CakeMail today released “CASL: A Guide to Canada’s Anti-Spam Law,” a new report that outlines what every marketer needs to know about CASL, the Canadian Anti-Spam Law, which takes effect on July 1.
“There’s been a lot of confusion about CASL,” says CakeMail CEO Francois Lane. “This new legislation affects all businesses that email anyone in Canada, even those based in the U.S.”
The penalties for not complying with CASL can run as high as $10 million and result in personal liability for company officers and directors.

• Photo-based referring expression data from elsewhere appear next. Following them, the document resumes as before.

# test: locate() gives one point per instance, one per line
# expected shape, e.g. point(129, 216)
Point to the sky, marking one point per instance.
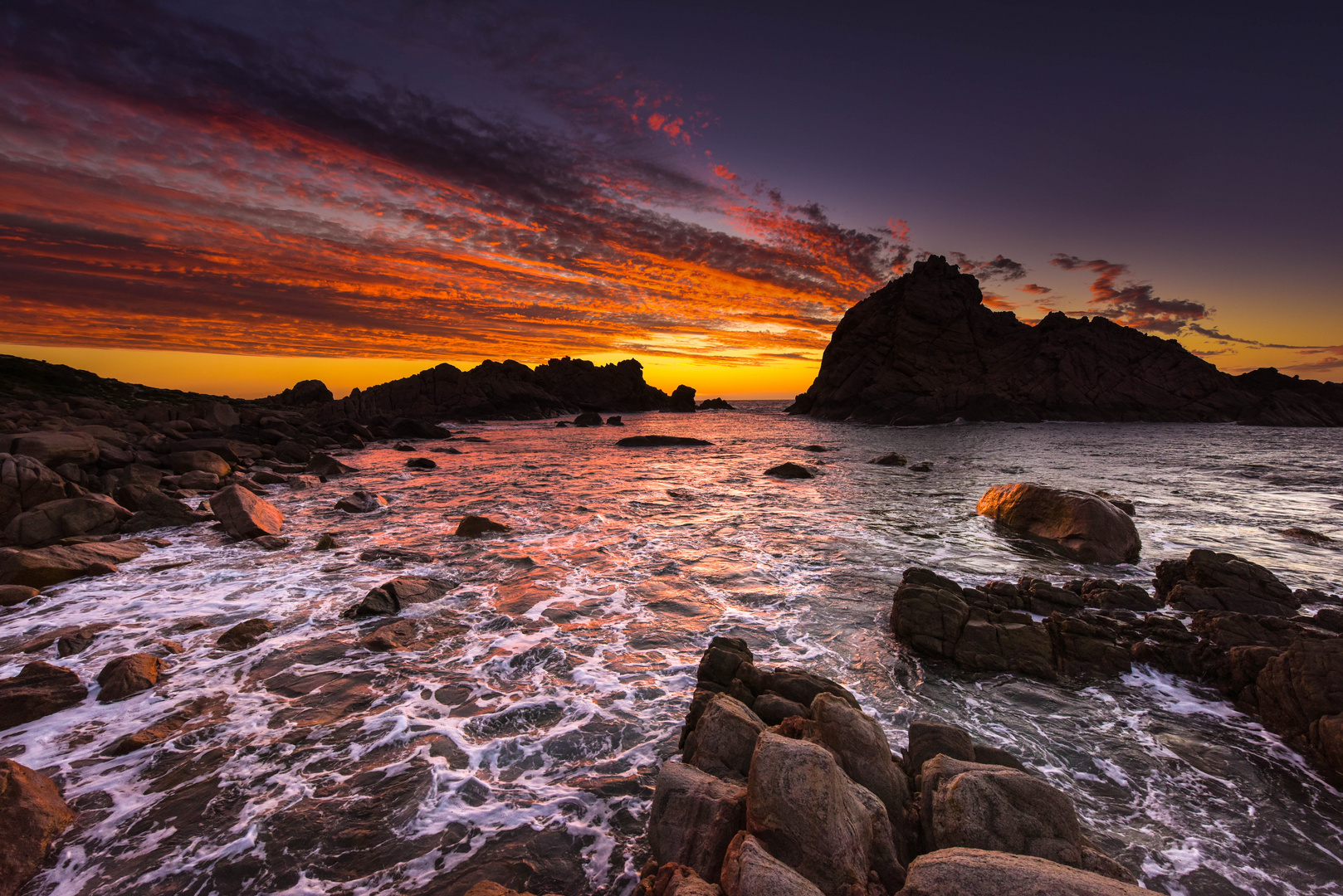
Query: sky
point(232, 197)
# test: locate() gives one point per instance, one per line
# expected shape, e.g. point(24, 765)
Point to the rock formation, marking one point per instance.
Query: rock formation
point(817, 804)
point(925, 349)
point(1244, 637)
point(510, 390)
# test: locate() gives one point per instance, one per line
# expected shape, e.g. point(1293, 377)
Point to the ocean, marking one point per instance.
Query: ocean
point(530, 707)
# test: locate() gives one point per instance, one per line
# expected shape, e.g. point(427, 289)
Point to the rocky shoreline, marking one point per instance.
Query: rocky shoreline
point(925, 349)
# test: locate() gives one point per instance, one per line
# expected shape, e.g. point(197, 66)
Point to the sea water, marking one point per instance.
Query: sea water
point(536, 700)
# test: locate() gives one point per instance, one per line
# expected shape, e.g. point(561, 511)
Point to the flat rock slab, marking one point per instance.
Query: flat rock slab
point(61, 563)
point(245, 514)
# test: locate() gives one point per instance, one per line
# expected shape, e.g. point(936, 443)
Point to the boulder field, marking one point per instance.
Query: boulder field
point(925, 349)
point(786, 787)
point(1214, 617)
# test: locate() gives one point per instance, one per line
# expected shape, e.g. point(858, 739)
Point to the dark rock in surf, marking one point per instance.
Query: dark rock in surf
point(390, 597)
point(660, 441)
point(245, 635)
point(790, 470)
point(925, 349)
point(474, 525)
point(1082, 524)
point(362, 501)
point(891, 460)
point(32, 815)
point(245, 514)
point(126, 676)
point(1212, 581)
point(39, 689)
point(1308, 536)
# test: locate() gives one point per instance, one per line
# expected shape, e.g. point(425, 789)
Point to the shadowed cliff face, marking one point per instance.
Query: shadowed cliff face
point(925, 349)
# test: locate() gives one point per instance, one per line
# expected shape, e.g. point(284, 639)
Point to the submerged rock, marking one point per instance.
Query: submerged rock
point(979, 872)
point(790, 470)
point(390, 597)
point(660, 441)
point(473, 525)
point(32, 815)
point(362, 501)
point(39, 689)
point(1088, 527)
point(126, 676)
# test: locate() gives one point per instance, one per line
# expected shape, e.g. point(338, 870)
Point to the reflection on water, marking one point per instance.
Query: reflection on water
point(543, 691)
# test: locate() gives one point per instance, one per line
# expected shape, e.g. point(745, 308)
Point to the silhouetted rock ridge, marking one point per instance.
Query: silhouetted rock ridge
point(925, 349)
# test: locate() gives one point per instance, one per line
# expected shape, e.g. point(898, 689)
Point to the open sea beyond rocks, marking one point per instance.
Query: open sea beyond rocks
point(541, 694)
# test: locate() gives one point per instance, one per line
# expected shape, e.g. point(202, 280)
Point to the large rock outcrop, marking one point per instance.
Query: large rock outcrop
point(925, 349)
point(505, 390)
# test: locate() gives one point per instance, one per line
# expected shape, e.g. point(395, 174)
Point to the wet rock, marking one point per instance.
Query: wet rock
point(1308, 536)
point(891, 460)
point(473, 525)
point(128, 674)
point(328, 466)
point(154, 509)
point(1210, 581)
point(771, 709)
point(1301, 687)
point(245, 635)
point(245, 514)
point(861, 748)
point(975, 872)
point(1087, 527)
point(184, 462)
point(61, 563)
point(24, 484)
point(724, 738)
point(12, 596)
point(802, 685)
point(833, 832)
point(362, 501)
point(51, 449)
point(395, 635)
point(63, 519)
point(1006, 811)
point(749, 869)
point(660, 441)
point(390, 597)
point(32, 815)
point(1087, 648)
point(149, 735)
point(790, 470)
point(39, 689)
point(198, 481)
point(693, 818)
point(928, 738)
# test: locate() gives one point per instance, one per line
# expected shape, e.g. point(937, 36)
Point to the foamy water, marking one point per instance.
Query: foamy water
point(545, 688)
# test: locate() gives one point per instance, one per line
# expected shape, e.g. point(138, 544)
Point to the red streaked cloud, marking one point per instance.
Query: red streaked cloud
point(149, 199)
point(1131, 304)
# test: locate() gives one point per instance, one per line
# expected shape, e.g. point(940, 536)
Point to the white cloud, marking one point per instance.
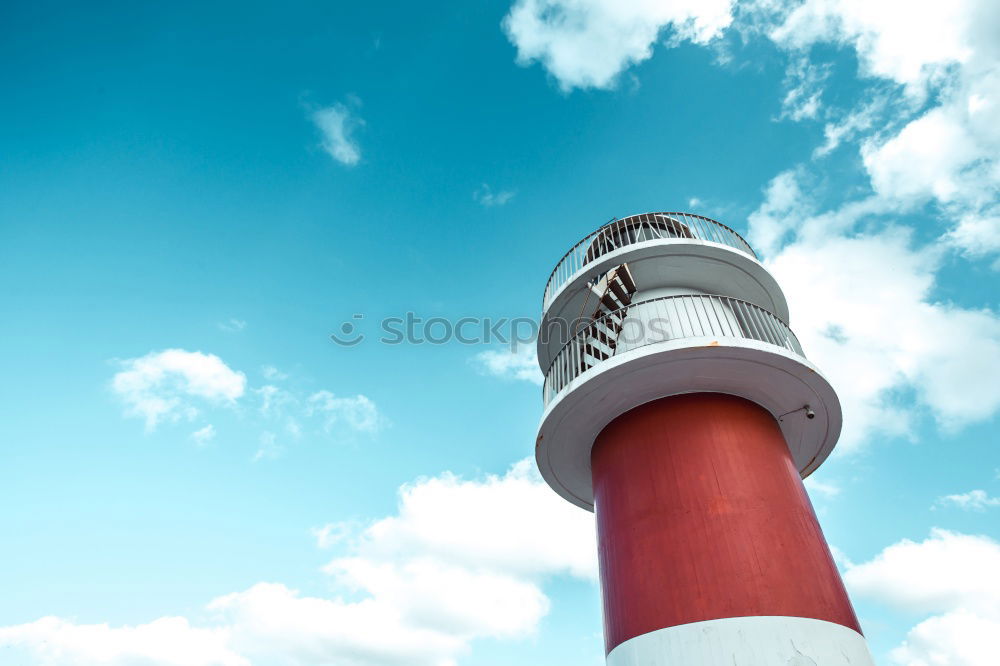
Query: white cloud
point(232, 325)
point(862, 306)
point(357, 412)
point(588, 43)
point(804, 84)
point(946, 153)
point(974, 500)
point(512, 523)
point(950, 575)
point(332, 533)
point(168, 641)
point(485, 196)
point(272, 374)
point(168, 384)
point(204, 435)
point(338, 126)
point(521, 364)
point(459, 561)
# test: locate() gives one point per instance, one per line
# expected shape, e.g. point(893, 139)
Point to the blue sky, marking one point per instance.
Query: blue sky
point(192, 199)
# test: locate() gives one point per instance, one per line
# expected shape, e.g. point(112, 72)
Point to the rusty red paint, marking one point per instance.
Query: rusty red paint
point(701, 515)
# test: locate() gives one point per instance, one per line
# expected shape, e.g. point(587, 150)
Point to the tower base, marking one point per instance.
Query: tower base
point(708, 542)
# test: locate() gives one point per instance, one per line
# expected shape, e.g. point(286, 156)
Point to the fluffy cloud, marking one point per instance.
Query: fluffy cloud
point(338, 125)
point(169, 384)
point(511, 523)
point(485, 196)
point(950, 575)
point(588, 43)
point(357, 412)
point(974, 500)
point(947, 153)
point(521, 364)
point(460, 560)
point(204, 435)
point(168, 641)
point(863, 309)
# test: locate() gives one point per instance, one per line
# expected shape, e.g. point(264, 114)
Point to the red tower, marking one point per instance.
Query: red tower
point(680, 408)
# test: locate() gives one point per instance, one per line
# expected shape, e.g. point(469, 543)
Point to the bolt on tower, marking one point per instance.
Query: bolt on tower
point(681, 409)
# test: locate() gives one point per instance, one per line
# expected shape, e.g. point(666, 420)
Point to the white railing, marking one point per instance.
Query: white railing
point(660, 320)
point(636, 229)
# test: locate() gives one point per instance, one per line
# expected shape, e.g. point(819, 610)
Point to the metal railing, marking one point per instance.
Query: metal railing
point(661, 320)
point(636, 229)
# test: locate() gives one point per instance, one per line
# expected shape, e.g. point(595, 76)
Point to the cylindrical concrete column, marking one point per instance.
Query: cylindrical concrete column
point(710, 551)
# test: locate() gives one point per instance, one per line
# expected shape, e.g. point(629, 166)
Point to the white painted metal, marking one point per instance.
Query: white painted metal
point(746, 641)
point(637, 229)
point(690, 264)
point(779, 379)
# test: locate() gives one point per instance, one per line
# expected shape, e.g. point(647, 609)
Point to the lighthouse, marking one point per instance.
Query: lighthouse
point(681, 409)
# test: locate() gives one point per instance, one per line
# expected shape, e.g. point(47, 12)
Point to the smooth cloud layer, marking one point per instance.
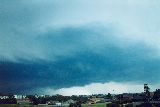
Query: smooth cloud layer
point(80, 41)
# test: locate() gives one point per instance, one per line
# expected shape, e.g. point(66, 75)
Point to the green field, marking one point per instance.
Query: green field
point(83, 105)
point(94, 105)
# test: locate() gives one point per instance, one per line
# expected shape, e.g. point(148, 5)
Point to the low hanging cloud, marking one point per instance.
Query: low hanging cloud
point(67, 44)
point(99, 88)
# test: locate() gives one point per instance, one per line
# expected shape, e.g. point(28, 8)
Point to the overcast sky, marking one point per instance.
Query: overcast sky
point(56, 46)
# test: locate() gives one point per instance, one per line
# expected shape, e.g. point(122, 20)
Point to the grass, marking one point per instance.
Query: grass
point(94, 105)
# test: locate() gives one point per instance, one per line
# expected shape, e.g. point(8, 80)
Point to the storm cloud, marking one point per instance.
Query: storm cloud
point(62, 44)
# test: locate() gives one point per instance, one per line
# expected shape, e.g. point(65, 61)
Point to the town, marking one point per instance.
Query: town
point(143, 99)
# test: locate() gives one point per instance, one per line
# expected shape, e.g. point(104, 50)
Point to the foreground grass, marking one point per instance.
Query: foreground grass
point(83, 105)
point(94, 105)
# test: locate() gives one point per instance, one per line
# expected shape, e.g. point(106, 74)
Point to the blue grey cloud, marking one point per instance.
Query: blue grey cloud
point(62, 44)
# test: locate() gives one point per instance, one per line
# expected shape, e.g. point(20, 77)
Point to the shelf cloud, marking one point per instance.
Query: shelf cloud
point(75, 43)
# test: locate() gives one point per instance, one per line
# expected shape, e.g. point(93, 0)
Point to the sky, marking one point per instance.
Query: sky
point(79, 47)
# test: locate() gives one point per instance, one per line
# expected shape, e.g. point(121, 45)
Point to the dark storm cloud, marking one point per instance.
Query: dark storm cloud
point(62, 44)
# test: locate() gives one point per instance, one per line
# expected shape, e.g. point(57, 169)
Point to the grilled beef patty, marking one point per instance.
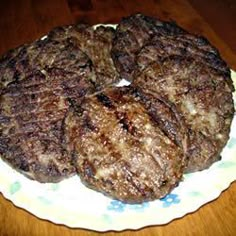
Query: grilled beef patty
point(132, 34)
point(38, 82)
point(202, 97)
point(60, 112)
point(96, 43)
point(120, 150)
point(141, 40)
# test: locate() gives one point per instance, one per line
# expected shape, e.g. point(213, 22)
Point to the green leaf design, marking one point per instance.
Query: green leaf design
point(15, 187)
point(44, 200)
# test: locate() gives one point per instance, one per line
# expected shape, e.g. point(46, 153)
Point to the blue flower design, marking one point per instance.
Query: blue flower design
point(117, 206)
point(170, 199)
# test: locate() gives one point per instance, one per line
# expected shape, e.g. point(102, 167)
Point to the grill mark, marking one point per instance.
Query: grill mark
point(126, 124)
point(75, 106)
point(105, 100)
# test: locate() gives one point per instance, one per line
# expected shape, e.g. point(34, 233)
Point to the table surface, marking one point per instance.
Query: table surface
point(24, 21)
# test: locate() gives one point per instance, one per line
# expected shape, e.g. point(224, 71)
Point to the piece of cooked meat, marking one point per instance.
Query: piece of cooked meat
point(141, 40)
point(203, 98)
point(96, 42)
point(186, 45)
point(132, 33)
point(39, 84)
point(120, 150)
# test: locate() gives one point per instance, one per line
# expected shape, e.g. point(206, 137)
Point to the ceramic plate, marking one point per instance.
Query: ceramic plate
point(71, 203)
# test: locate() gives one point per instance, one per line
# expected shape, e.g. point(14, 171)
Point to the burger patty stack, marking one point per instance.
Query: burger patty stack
point(62, 113)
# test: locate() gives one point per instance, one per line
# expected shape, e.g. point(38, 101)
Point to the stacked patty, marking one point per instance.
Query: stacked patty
point(61, 112)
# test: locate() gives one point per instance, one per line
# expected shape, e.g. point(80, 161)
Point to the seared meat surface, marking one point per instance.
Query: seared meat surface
point(120, 150)
point(62, 114)
point(203, 99)
point(96, 43)
point(141, 40)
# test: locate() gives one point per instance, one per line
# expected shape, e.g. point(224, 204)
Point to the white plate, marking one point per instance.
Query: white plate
point(71, 203)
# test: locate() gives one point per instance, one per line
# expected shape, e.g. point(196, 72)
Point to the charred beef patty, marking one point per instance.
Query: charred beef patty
point(202, 97)
point(118, 149)
point(39, 83)
point(140, 40)
point(96, 43)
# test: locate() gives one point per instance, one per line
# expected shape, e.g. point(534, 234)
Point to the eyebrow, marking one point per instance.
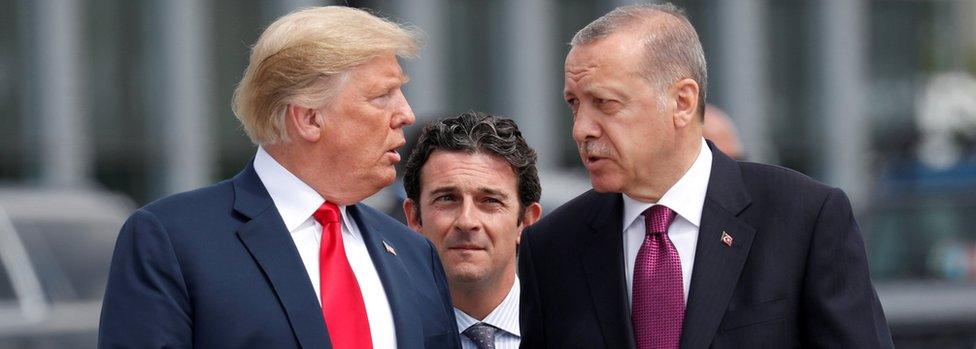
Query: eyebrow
point(453, 189)
point(443, 190)
point(491, 191)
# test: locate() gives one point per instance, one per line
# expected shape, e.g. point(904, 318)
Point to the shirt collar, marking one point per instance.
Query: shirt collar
point(686, 197)
point(294, 199)
point(504, 316)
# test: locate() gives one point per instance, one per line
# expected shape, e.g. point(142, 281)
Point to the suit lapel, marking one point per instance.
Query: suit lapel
point(268, 241)
point(717, 265)
point(603, 263)
point(393, 274)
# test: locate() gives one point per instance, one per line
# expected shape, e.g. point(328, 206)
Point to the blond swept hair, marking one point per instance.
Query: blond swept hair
point(302, 58)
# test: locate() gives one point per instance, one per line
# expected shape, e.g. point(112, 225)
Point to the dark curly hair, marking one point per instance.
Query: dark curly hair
point(472, 133)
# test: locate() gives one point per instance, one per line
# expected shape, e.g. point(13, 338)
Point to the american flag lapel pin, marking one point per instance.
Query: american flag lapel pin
point(389, 248)
point(726, 239)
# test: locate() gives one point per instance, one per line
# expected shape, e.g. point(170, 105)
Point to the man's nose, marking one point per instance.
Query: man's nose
point(404, 114)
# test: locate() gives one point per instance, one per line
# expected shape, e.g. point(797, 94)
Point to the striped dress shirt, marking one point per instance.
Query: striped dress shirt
point(504, 317)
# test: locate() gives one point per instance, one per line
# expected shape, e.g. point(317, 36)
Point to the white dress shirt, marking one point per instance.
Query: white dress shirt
point(296, 202)
point(686, 197)
point(504, 317)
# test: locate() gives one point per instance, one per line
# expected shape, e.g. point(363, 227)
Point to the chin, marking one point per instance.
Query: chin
point(466, 274)
point(602, 184)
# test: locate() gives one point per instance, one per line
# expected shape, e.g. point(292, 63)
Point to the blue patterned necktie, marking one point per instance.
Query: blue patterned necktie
point(482, 334)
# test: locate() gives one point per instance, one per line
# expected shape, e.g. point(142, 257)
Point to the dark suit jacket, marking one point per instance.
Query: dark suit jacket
point(796, 273)
point(216, 268)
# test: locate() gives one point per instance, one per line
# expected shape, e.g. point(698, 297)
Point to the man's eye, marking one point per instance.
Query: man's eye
point(492, 201)
point(444, 198)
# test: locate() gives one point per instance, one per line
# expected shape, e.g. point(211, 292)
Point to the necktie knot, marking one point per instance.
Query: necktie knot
point(482, 334)
point(327, 213)
point(658, 218)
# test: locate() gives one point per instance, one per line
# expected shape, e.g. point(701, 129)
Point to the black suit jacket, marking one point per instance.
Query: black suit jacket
point(796, 274)
point(216, 268)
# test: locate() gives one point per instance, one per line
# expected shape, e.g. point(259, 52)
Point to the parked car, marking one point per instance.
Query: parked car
point(55, 250)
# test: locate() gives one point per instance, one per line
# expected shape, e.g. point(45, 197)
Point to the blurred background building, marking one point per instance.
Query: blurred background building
point(875, 97)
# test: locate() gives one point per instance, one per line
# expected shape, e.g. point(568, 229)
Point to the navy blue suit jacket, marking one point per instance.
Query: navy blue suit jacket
point(796, 274)
point(216, 268)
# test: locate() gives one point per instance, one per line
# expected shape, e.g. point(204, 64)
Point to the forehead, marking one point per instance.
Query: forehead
point(467, 172)
point(614, 58)
point(383, 70)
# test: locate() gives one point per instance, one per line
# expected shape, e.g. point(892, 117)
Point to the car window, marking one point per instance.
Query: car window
point(71, 259)
point(927, 239)
point(6, 288)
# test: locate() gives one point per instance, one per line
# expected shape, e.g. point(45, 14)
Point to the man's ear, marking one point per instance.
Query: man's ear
point(412, 212)
point(685, 93)
point(307, 123)
point(532, 214)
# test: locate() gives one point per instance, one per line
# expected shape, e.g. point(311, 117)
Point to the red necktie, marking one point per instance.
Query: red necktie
point(658, 296)
point(342, 302)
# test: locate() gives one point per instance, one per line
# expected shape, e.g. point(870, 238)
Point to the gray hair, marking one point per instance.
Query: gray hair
point(673, 50)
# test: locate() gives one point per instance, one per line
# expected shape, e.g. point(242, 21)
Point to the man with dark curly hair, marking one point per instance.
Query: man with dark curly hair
point(472, 187)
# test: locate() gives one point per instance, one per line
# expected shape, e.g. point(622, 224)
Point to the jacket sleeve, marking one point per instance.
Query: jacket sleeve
point(530, 309)
point(146, 304)
point(840, 306)
point(444, 292)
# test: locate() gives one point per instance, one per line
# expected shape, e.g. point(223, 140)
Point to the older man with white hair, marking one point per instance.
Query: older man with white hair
point(283, 255)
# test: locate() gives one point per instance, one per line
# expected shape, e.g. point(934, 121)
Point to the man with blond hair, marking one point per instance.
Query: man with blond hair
point(283, 255)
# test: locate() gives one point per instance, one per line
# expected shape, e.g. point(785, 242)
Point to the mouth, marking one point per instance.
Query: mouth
point(593, 160)
point(394, 152)
point(466, 248)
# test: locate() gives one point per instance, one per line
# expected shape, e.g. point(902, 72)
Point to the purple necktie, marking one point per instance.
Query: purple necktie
point(658, 298)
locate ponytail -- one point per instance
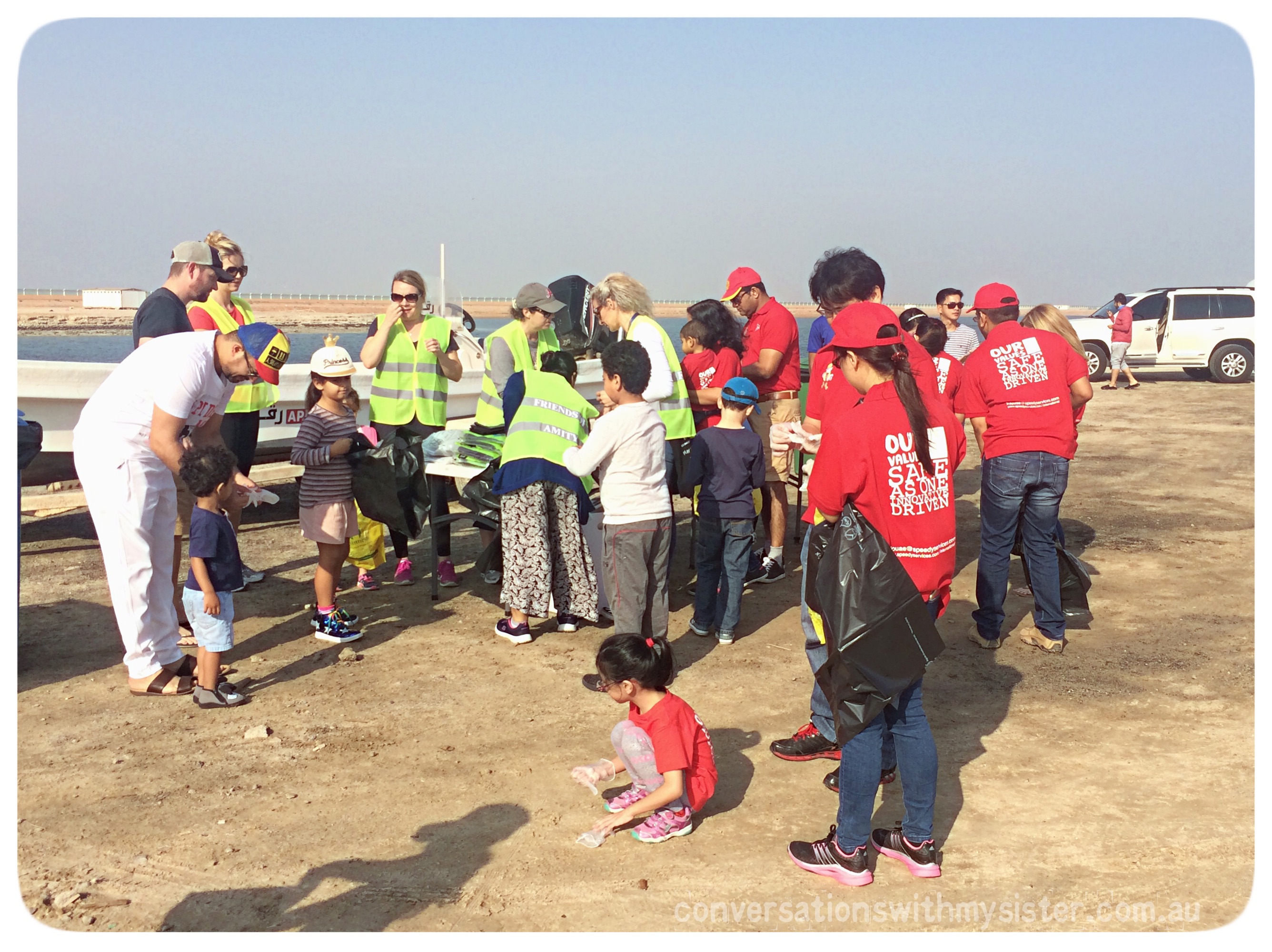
(634, 657)
(894, 361)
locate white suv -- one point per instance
(1206, 332)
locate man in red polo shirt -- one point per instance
(1021, 389)
(771, 359)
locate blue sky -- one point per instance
(1068, 158)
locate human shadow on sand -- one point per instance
(65, 640)
(383, 890)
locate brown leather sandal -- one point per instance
(161, 683)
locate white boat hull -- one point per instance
(54, 393)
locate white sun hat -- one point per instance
(331, 360)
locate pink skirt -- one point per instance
(331, 523)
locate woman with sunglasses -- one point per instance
(516, 347)
(227, 312)
(414, 359)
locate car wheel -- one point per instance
(1097, 360)
(1232, 364)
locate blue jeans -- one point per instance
(668, 475)
(1021, 487)
(723, 549)
(916, 762)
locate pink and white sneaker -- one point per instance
(920, 858)
(447, 577)
(666, 824)
(625, 800)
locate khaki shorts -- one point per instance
(185, 506)
(761, 418)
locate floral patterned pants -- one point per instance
(545, 553)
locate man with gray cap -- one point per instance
(195, 270)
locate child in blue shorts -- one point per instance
(215, 571)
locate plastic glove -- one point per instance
(592, 774)
(256, 496)
(780, 437)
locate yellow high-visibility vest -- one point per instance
(247, 398)
(490, 405)
(409, 384)
(676, 412)
(552, 418)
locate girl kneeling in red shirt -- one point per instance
(892, 456)
(662, 745)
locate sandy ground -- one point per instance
(427, 787)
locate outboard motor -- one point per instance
(579, 331)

Email marketing has been a trusted, efficient and cost-effective method to build and maintain relationships with customers for the past two decades. The Direct Marketing Association calculates the ROI of email marketing to be $40 for every dollar invested.
How is this different from CAN-SPAM? CAN-SPAM is a US law that came into effect in 2003 to reduce spam, spyware/malware, phishing and identity theft. While both CASL and CAN-SPAM address anti-spam, they are very different laws with very different consequences.
Unlike CAN-SPAM, which focuses on commercial emails only, and requires American businesses to include an unsubscribe mechanism when sending a commercial email; CASL requires that anyone who accesses commercial electronic messages (CEMs) including email, text messages, social media, IM and voice messages in Canada must give that sender permission beforehand (either implied consent because a relationship currently exists or explicit consent because the recipient requests to receive your emails).